= National Youth Games of Nigeria =

The National Youth Games (NYG), is an annual event aimed at growing the youths in to become skilled sportsmen and women. The Youth sports event in Nigeria is a brain child of the former President of the Federal Republic of Nigeria Goodluck Jonathan administration.

It is a multi-sporting event organized by the Federal Government of Nigeria through the National Sports Commission for athletes from the 36 States and the Federal Capital Territory of Nigeria.

==History==
The maiden edition of the National Youth Games held in 2013 at the main bowl of the National Stadium Abuja.

The event was opened by the Vice President Namadi Sambo who was represented by Malam Bolaji Abdullahi, Chairman National Sports Commission.

The maiden event had in attendance over 4000 athletes drawn from the different states in Nigeria and the Federal Capital Territory. The aim of the festival is to harness talents amongst the youths in Nigeria and also ensuring unity and togetherness among different states.

== Winners and Hosting activities==
In 2013, the maiden event was hosted in Abuja from December 5–15, 2013 with Cross River State emerging as overall winners.

This was closely followed by Akwa Ibom State as first runner up and Delta State as second runner up.

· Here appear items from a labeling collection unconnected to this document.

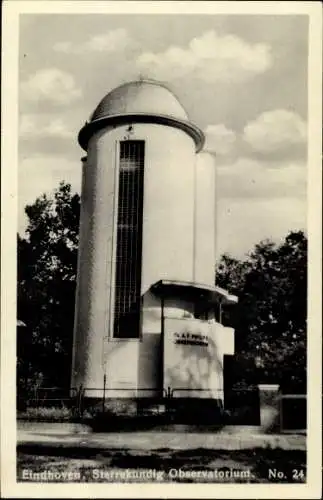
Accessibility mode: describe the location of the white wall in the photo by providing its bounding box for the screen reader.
[194,152,216,286]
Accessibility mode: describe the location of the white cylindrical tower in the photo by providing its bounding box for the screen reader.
[72,81,206,396]
[194,151,216,286]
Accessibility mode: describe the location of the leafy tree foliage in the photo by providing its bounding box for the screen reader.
[18,182,80,387]
[216,231,307,391]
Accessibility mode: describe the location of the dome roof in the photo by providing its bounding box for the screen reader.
[91,80,188,121]
[79,80,204,150]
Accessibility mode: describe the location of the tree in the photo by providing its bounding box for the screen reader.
[216,231,307,391]
[17,182,80,387]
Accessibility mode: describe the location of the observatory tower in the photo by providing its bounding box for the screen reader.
[72,80,237,406]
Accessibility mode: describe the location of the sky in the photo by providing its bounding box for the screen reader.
[18,14,308,258]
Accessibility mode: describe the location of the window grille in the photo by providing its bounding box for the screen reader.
[113,141,145,338]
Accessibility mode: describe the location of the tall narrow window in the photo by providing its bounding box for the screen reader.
[113,141,145,338]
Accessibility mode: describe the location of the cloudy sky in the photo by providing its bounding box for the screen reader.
[18,14,308,256]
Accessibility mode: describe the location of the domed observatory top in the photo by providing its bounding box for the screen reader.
[78,80,204,152]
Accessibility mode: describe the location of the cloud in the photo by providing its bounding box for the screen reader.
[204,124,237,156]
[243,109,307,153]
[53,28,133,54]
[19,114,75,139]
[21,68,82,105]
[136,31,273,83]
[217,158,307,200]
[18,156,81,233]
[217,197,307,258]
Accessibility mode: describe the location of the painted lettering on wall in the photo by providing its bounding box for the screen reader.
[174,332,209,346]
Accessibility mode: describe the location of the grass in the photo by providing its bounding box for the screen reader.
[17,448,306,483]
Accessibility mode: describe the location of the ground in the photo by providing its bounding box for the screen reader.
[17,428,306,483]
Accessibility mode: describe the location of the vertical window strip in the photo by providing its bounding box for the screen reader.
[114,141,144,338]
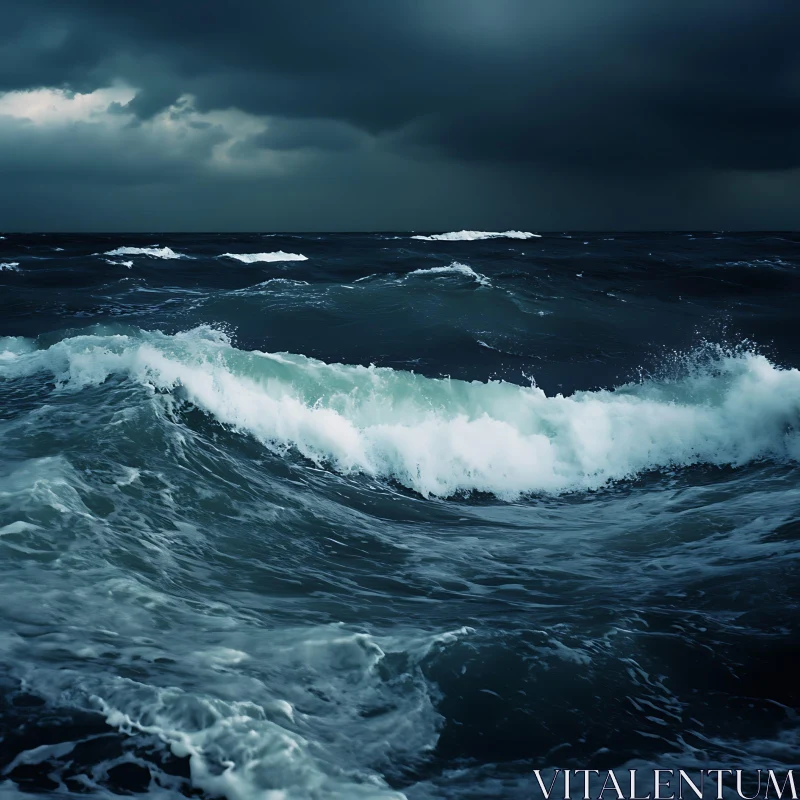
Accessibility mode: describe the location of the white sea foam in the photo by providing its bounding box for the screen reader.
[220,250,308,264]
[408,261,492,286]
[411,231,542,242]
[103,245,191,259]
[0,328,800,499]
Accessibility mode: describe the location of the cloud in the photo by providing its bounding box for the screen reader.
[0,0,800,227]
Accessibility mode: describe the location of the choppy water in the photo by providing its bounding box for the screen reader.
[0,233,800,800]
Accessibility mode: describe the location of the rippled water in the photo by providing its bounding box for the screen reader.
[0,233,800,800]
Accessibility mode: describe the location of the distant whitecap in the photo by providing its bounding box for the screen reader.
[411,231,542,242]
[220,250,308,264]
[104,245,191,259]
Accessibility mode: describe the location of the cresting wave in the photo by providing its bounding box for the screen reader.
[411,231,542,242]
[220,250,308,264]
[0,327,800,499]
[103,245,191,260]
[407,261,492,286]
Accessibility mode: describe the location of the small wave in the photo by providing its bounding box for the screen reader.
[103,245,191,259]
[411,231,542,242]
[0,327,800,499]
[220,250,308,264]
[408,261,492,286]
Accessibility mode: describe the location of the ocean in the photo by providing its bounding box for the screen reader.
[0,231,800,800]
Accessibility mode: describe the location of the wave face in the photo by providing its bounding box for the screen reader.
[6,328,800,500]
[0,231,800,800]
[411,231,541,242]
[222,250,308,264]
[105,245,187,261]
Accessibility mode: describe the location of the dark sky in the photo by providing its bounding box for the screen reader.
[0,0,800,231]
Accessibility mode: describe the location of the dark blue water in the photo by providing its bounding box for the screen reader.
[0,233,800,800]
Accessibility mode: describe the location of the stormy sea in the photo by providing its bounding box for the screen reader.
[0,231,800,800]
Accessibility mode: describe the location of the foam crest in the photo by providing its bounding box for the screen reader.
[411,231,542,242]
[0,328,800,499]
[220,250,308,264]
[408,261,492,286]
[103,245,191,260]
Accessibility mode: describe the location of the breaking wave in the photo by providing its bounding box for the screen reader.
[0,327,800,499]
[103,245,191,259]
[220,250,308,264]
[408,261,492,286]
[411,231,541,242]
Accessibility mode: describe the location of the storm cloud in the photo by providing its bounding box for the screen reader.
[0,0,800,230]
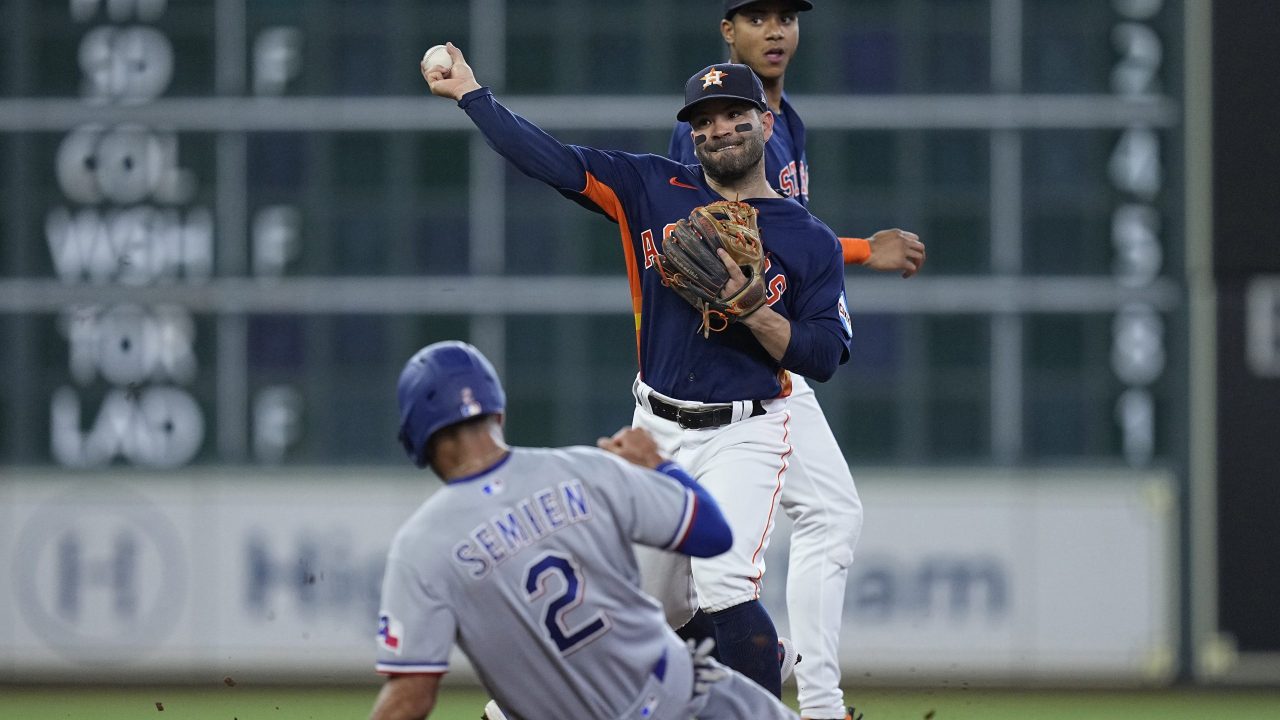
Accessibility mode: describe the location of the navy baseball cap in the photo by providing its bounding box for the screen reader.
[724,0,813,20]
[676,63,769,122]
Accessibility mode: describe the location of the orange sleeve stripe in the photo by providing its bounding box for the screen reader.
[840,237,872,265]
[582,173,641,368]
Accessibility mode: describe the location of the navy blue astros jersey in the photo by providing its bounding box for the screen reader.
[458,88,850,402]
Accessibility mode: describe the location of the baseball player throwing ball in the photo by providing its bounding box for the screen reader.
[667,0,925,720]
[421,45,850,694]
[371,342,799,720]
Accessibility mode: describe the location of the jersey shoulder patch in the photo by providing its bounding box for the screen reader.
[836,291,854,338]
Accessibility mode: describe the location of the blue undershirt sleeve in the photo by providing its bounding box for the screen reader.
[657,460,733,557]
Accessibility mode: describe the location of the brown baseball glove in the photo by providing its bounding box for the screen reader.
[658,200,764,337]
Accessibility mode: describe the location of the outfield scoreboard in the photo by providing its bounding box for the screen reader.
[0,0,1188,469]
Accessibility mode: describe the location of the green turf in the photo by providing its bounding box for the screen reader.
[0,685,1280,720]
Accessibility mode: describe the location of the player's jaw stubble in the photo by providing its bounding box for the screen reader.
[694,132,764,187]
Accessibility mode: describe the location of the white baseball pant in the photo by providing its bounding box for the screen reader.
[782,374,863,717]
[631,378,791,617]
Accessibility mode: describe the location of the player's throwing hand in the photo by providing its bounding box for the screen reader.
[419,42,480,100]
[864,228,924,278]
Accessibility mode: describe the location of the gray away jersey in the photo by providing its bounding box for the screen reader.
[376,447,696,717]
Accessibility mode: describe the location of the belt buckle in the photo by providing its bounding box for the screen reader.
[676,406,723,430]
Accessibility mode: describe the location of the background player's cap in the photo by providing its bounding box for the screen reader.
[724,0,813,20]
[676,63,769,122]
[396,340,507,468]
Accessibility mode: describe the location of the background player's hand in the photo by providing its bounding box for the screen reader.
[863,228,924,278]
[419,42,480,100]
[595,428,667,469]
[716,247,746,297]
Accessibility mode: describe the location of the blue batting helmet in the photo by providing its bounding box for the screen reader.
[396,340,507,468]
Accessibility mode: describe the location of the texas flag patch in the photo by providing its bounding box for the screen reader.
[378,607,404,655]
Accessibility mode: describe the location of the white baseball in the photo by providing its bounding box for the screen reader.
[422,45,453,69]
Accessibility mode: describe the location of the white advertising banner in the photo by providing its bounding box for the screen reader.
[0,470,1176,682]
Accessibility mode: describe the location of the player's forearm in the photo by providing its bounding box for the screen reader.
[840,237,872,265]
[778,315,849,383]
[458,87,586,192]
[369,675,440,720]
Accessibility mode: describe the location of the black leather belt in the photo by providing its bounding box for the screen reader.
[649,392,764,430]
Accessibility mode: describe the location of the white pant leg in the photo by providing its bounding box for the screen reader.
[632,386,791,617]
[689,660,800,720]
[782,375,863,717]
[678,401,791,612]
[631,407,698,629]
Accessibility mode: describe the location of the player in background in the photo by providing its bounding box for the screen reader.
[421,45,850,696]
[371,341,796,720]
[667,0,925,720]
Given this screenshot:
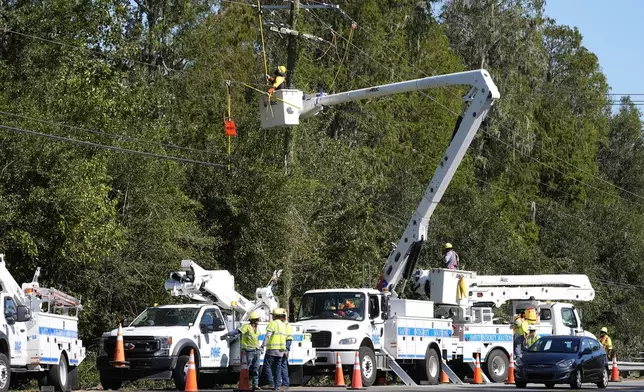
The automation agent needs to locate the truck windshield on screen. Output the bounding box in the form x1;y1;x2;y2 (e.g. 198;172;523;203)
297;292;365;321
130;308;199;327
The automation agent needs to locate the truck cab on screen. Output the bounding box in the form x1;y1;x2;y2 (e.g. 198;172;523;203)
297;289;387;385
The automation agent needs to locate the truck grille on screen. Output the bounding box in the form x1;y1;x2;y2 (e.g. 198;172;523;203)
105;336;161;358
311;331;331;348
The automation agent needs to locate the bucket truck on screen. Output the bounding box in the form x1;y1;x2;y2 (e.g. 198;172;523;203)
0;254;85;392
97;260;315;390
259;70;594;386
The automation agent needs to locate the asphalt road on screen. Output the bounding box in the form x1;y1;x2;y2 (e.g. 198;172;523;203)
127;380;644;392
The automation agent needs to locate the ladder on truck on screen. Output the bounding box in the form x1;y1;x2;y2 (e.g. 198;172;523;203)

The event recorded four Gold medals, three silver medals and Seven bronze medals.

In 2016, the second edition event was hosted in Ilorin from 21st - 30th, September 2016.

Ilorin also hosted the event in 2017, 2018, 2019 and 2021 respectively. This was largely due to the success recorded during the 2016 event which was hosted in Ilorin.

Also it was reported that the University of Ilorin and the Federal Ministry of Youths and Sports Development had signed a memorandum of agreement to host the games in the University of Illorin for five years.

Team Delta was known for winning the competition back to back after its maiden edition till 2021 since its inception in 2013.

In 2017, the third edition of the event was hosted in Ilorin with Delta state emerging overall winners with 21 gold, 16 silver and 23 bronze.

In 2021, the sixth edition of the event was hosted in Ilorin with Delta State emerging overall winners.

This was closely followed by Team Lagos in second position while Team Edo finished third after the event.

Team Delta had 60 gold, 27 silver and 29 bronze medals. Team Lagos had 19 gold, 26 silver and 28 bronze medals while Team Edo had 18 gold, 10 silver and 11 bronze medals.

In 2023, the 7th edition of the event was to be hosted in Delta state and originally scheduled to hold from February 8–18, 2023 at the Dennis Osadebay University, Asaba, Delta State.

The event was postponed to a later date due to the general elections in Nigeria that was scheduled to hold on February 25, 2023.